Fighting Multidrug-resistant Pathogens
As a Professor in the Department of Medicinal Chemistry, Courtney Aldrich’s research focuses on developing new antibacterial agents for multidrug-resistant pathogens, including the bacteria that cause the deadly disease tuberculosis (TB).
It is a challenging public health issue on the rise in the developing world. According to the World Health Organization, tuberculosis is one of the top 10 causes of death worldwide. Over 95 percent of cases and deaths are in developing countries.
It’s also a public health challenge stuck in a time warp: Since the introduction of rifampicin in 1971, very few advances have been made in the development of new antibiotics for TB.
“Discovery efforts that led to these drugs haven’t significantly changed from what was taught in the 1970s,” said Aldrich.
Today, all clinically used antibiotics act by one of a small number of mechanisms such as inhibition of protein synthesis, DNA synthesis, cell-wall synthesis and RNA transcription.
“We have used the same compounds to treat TB for nearly 50 years,” he said.
Although general bacterial resistance is a big public health problem globally, most of the major pharmaceutical companies abandoned antibiotic discovery decades ago.

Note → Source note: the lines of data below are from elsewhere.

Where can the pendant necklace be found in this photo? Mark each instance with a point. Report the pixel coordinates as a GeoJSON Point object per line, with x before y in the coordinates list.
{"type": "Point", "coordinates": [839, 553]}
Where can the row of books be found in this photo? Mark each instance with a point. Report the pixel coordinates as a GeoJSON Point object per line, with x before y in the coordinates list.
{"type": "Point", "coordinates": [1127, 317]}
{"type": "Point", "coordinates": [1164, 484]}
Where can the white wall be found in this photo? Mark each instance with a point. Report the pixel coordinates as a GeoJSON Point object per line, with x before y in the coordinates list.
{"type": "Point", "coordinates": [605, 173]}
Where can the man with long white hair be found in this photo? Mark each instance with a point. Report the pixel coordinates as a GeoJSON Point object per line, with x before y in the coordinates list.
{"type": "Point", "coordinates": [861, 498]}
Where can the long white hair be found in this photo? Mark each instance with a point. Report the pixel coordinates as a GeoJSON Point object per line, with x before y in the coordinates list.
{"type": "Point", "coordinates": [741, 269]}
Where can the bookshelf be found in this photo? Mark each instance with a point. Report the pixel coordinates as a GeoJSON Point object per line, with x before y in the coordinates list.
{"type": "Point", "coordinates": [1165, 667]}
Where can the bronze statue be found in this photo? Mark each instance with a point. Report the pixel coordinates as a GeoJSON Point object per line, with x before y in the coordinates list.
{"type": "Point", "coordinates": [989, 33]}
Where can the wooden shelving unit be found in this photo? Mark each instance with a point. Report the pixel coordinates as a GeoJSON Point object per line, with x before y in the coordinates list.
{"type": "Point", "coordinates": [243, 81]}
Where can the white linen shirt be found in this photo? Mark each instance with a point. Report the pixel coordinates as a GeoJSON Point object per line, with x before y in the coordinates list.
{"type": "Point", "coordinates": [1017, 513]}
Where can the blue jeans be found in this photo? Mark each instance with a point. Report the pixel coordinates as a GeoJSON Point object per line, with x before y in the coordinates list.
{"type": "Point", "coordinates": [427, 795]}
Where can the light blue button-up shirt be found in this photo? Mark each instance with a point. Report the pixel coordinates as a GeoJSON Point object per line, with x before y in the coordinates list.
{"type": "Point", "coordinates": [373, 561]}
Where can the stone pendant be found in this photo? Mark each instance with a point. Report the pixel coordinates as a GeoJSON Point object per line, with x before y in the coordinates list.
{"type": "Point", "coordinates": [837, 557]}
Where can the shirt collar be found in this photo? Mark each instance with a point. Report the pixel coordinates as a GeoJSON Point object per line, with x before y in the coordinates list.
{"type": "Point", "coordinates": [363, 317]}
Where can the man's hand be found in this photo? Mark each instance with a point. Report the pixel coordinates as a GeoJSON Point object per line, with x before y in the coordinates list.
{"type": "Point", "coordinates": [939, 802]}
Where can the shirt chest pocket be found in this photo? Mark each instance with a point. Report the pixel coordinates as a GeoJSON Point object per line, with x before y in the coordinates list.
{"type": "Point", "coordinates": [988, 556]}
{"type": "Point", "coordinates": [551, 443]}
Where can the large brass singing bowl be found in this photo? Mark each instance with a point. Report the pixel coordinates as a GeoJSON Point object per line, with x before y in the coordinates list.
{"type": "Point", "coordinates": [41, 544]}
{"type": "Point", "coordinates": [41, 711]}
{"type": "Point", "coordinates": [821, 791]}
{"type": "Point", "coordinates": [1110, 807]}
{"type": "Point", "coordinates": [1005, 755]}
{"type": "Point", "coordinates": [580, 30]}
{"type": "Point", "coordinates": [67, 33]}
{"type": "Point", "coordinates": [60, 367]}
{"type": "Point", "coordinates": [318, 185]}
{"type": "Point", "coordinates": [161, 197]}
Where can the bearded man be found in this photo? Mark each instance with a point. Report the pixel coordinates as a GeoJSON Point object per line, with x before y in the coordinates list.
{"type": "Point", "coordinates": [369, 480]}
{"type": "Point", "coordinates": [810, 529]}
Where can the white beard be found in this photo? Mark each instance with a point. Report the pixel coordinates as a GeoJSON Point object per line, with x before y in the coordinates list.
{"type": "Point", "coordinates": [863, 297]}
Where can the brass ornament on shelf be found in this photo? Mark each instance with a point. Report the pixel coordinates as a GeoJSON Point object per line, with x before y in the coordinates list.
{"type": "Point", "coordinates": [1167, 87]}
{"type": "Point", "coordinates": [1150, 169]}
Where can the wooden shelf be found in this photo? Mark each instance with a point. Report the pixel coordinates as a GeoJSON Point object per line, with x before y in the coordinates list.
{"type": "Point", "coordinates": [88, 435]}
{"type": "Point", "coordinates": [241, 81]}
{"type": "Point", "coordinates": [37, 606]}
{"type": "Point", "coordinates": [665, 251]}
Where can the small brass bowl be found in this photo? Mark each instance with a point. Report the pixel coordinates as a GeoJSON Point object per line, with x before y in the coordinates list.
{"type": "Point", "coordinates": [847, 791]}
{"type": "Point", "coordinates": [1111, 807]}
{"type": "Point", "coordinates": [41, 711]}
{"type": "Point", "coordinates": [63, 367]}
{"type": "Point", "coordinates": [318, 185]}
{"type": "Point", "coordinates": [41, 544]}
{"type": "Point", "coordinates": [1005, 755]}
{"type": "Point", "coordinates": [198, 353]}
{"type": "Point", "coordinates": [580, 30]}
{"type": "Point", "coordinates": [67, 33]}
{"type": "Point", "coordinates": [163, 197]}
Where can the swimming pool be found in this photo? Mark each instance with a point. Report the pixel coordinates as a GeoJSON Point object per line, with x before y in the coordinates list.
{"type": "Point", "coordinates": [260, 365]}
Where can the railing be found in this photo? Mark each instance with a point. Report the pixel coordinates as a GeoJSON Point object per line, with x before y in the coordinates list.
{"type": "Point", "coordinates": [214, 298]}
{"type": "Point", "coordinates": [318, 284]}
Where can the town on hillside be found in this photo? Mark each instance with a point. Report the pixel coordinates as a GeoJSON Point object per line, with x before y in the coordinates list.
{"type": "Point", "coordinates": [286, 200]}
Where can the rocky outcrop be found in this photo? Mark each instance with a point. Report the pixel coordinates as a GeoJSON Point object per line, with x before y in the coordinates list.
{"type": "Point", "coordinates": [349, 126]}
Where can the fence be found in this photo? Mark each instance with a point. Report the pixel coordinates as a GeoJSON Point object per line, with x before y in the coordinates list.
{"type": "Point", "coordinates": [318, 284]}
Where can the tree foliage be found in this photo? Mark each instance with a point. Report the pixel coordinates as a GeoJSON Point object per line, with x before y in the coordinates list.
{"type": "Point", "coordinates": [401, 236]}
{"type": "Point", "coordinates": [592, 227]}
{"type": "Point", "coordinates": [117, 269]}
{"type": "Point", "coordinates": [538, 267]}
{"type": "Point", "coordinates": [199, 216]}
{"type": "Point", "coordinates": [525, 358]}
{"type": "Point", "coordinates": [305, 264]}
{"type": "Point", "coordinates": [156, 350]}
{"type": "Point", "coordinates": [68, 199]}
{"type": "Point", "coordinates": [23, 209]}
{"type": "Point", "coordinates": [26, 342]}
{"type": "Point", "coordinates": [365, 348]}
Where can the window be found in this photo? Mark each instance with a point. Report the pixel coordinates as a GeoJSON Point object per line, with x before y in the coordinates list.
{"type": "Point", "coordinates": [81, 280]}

“The problem we have now is resistance to the old drugs—and TB is far from eradicated. In Minnesota, for example, there are approximately 200 confirmed cases each year,” said Aldrich.
TB is caused by a highly successful bacterial pathogen that lives within macrophages, the very immune cells that normally neutralize a bacterial infection, making it extremely difficult to develop a vaccine to fight it.
“The typical treatment protocol for TB takes six months of drug therapy with a combination of four drugs,” said Aldrich. “Many of the TB drugs have notorious side effects, from influenza-like syndrome and hepatitis for rifampicin, to deafness and neurotoxicity for some of the second-line drugs.”
As a global public health issue, the college has strongly supported research and discovery efforts for the treatment of tuberculosis and other multidrug resistant pathogens.
“The United States is a leader in global public health and containing infectious disease outbreaks,” said Aldrich. “In today’s world, what happens in other countries can easily come back here. It’s a worthwhile investment for us all.”